Título: Democracia ou reeleição?
Autor: Caldas, Ricardo
Fonte: Correio Braziliense, 08/09/2009, Opinião, p. 17

Primeiro-vice-presidente da Federação das Indústrias do DF

Há poucos meses, o Brasil discutia a questão da reeleição do presidente Luíz Inácio Lula da Silva. Sepultada no Congresso, a PEC 300/08 que daria à Lula a possibilidade de um terceiro mandato foi considerada como afronta à Carta Magna, que institucionaliza a alternância do poder. Mas a base da discussão não se restringe somente à esfera máxima do poder público. Assim como é nociva a longa permanência de um líder público, também na esfera institucional mandatos longos são abominados pela nova leva de gestores, preparados para um futuro de escassez de recursos e de alta competitividade. Aliás, várias foram as entidades de classe e as empresas que tombaram por causa de gestões arcaicas e longas.

O presidente da Confederação Nacional da Indústria (CNI), Armando Monteiro Neto, por exemplo, rejeitou as manifestações em torno de um terceiro mandato por acreditar que mais de oito anos na presidência seria privar a Confederação de novas ideias e soluções para o setor. Movimentações também acontecem na Federação das Indústrias do DF (Fibra). Rumores de um terceiro mandato da atual diretoria poderiam negar ao Distrito Federal a possibilidade de novos rumos, para a solução dos problemas das indústrias locais.

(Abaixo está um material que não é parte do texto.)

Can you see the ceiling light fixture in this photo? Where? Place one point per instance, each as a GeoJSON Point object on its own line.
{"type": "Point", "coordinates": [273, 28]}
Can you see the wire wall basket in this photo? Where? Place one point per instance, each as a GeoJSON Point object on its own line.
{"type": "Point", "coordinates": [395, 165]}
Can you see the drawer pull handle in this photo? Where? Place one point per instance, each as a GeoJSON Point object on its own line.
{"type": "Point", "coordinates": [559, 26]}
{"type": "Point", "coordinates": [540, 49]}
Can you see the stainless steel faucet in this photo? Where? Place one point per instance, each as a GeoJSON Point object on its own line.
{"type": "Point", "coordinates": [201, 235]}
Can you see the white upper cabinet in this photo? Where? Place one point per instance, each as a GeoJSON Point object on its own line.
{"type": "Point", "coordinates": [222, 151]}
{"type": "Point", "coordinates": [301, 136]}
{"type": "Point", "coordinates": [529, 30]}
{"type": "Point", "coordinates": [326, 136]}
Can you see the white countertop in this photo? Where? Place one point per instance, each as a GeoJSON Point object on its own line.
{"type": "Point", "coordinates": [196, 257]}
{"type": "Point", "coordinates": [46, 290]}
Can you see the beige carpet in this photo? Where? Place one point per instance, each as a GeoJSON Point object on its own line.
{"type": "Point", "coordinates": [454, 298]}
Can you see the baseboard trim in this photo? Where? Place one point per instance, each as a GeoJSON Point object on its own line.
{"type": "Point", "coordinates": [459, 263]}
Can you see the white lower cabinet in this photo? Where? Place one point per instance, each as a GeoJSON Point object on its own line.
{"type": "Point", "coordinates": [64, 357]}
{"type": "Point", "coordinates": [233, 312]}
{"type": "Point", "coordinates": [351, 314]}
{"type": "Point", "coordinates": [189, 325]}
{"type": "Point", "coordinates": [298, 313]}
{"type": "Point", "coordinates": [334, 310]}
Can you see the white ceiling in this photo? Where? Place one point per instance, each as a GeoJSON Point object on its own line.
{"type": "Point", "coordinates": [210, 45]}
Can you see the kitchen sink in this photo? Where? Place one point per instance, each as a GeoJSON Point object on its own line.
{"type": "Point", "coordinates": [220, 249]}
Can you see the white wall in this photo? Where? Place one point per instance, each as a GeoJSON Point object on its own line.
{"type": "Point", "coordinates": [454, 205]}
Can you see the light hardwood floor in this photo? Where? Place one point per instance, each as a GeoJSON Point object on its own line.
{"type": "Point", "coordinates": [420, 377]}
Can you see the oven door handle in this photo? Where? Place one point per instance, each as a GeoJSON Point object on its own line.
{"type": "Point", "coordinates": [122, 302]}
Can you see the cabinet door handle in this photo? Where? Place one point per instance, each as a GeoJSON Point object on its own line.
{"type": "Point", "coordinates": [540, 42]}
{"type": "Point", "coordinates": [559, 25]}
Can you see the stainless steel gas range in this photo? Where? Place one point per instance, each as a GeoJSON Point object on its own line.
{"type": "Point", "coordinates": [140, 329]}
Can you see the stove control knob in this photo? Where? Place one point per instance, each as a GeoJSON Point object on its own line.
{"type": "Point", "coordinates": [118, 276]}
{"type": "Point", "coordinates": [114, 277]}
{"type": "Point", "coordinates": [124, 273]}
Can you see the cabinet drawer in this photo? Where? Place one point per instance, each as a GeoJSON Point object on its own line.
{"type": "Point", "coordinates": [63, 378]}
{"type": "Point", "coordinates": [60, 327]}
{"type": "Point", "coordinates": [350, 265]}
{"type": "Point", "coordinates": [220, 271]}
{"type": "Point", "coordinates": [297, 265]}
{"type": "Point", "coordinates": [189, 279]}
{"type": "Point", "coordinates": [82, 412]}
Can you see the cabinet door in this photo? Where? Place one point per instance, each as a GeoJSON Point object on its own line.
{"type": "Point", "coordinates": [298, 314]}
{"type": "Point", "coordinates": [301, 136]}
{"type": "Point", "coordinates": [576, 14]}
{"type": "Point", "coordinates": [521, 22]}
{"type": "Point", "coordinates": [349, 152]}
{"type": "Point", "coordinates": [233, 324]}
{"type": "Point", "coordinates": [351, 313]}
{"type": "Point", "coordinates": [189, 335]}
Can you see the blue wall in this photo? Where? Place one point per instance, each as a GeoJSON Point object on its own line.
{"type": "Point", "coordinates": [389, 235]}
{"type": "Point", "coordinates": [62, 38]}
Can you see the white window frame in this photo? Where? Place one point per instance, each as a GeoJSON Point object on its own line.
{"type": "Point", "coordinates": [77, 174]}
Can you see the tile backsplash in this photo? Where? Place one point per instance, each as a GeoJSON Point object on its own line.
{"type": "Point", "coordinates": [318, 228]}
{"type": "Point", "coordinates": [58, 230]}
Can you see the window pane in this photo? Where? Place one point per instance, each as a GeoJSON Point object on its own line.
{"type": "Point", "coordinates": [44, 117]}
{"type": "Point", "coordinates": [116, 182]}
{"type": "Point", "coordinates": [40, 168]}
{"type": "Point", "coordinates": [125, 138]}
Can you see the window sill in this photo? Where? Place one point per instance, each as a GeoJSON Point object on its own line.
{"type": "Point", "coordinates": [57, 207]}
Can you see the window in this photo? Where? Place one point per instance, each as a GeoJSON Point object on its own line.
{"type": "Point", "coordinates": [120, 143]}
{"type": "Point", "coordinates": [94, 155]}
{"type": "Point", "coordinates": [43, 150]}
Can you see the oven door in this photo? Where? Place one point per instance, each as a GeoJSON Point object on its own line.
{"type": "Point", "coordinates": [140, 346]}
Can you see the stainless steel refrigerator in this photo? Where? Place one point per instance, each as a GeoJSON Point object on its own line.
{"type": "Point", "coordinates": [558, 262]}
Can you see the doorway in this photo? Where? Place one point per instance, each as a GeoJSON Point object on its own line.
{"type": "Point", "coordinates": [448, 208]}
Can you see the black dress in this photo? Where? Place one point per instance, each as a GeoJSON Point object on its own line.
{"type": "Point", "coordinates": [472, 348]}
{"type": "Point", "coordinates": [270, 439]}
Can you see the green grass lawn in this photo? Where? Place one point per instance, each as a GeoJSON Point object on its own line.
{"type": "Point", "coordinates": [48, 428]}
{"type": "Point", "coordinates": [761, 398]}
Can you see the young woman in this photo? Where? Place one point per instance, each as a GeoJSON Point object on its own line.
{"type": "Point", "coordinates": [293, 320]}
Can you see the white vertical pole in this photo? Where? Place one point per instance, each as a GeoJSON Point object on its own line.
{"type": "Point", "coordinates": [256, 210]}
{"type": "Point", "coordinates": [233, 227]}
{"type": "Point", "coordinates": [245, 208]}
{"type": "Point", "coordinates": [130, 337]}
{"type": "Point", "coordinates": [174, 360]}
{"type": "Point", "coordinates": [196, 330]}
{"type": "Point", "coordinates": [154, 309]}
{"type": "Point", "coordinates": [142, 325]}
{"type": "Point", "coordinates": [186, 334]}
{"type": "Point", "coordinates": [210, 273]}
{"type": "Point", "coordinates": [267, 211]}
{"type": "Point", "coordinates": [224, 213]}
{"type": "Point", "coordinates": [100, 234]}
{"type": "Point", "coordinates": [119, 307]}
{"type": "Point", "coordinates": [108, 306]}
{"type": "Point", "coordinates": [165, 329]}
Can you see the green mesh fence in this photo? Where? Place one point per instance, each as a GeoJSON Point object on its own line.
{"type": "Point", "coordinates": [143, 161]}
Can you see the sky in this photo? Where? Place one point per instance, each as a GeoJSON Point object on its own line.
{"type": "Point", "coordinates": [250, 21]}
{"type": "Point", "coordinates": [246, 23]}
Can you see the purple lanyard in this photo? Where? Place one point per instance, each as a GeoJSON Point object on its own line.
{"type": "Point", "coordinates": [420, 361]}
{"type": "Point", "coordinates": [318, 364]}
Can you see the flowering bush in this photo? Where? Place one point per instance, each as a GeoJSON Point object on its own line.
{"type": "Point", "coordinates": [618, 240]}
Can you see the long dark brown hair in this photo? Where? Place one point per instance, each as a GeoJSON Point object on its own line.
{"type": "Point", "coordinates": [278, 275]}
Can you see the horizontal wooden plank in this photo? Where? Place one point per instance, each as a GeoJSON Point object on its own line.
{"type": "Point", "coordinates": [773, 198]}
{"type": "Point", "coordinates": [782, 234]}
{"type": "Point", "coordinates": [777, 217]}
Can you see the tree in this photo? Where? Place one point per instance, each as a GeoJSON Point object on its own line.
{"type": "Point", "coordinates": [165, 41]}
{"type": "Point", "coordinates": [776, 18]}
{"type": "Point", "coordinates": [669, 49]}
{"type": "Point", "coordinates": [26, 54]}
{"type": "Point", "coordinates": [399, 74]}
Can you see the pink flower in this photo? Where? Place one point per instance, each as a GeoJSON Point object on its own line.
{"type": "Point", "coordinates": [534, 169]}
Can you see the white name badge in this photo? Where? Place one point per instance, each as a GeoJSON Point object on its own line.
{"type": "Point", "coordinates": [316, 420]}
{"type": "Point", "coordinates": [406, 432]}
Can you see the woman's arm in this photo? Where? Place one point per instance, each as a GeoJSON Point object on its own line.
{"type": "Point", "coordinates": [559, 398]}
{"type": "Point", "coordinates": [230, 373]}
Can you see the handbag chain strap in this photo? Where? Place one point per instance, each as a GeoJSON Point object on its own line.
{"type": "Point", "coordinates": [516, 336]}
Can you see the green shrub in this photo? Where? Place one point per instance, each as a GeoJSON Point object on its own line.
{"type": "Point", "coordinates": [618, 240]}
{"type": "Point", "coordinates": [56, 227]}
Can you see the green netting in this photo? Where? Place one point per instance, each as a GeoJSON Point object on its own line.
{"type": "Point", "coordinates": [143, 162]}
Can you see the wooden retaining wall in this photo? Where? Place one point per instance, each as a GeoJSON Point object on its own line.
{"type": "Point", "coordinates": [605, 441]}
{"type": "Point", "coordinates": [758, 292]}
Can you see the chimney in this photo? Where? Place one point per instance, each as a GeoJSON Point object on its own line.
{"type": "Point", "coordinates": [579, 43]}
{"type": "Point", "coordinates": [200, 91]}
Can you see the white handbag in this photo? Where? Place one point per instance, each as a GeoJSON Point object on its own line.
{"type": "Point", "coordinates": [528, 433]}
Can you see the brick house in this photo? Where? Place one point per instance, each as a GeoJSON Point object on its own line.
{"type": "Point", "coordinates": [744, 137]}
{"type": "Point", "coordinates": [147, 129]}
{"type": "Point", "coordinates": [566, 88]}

Crítico ferrenho da reeleição, o presidente da Ordem dos Advogados do Brasil (OAB), o jurista Cezar Brito, afirma que já houve erro grave quando se aprovou a reeleição. Quem pode três mandatos, pode quatro, pode cinco, pode seis. Cezar Brito defende que, por melhor que seja o governante, o sucessor pode ser ainda melhor. Permitir mandatos longos é comprometer a legitimidade das instituições, que acabam por experimentar uma perpetuação comprometida do poder. Democracia não se sustenta com nomes, mas com ideias.

A presidente da OAB do Distrito Federal, Estefânia Viveiros, é outro exemplo de gestor democrático. Certa de que poderia ferir o fomento de novas ideias dentro da entidade, no âmbito da capital federal, a presidente, mesmo tendo direito ao terceiro mandato, abriu mão de concorrer novamente à eleição e preferiu se candidatar ao Conselho Federal, para continuar dando sua contribuição à classe e ao DF.

A discussão sobre reeleição não é nova no cenário mundial. Nos Estados Unidos, berço de ilustres juristas, a problemática em torno de quanto tempo deve comportar um único mandato vem da época de George Washington. Proclamado por sua fluência e lucidez e apoiado pelos também presidentes Thomas Jefferson e James Madison,

o jurista defendeu o que hoje é a base do nosso Direito; mandato de quatro anos, com direito à reeleição, porém, com tolerância máxima de oito anos no poder. George Washington acreditava que, se esse tempo fosse estendido, regrediríamos à triste época do poder vitalício.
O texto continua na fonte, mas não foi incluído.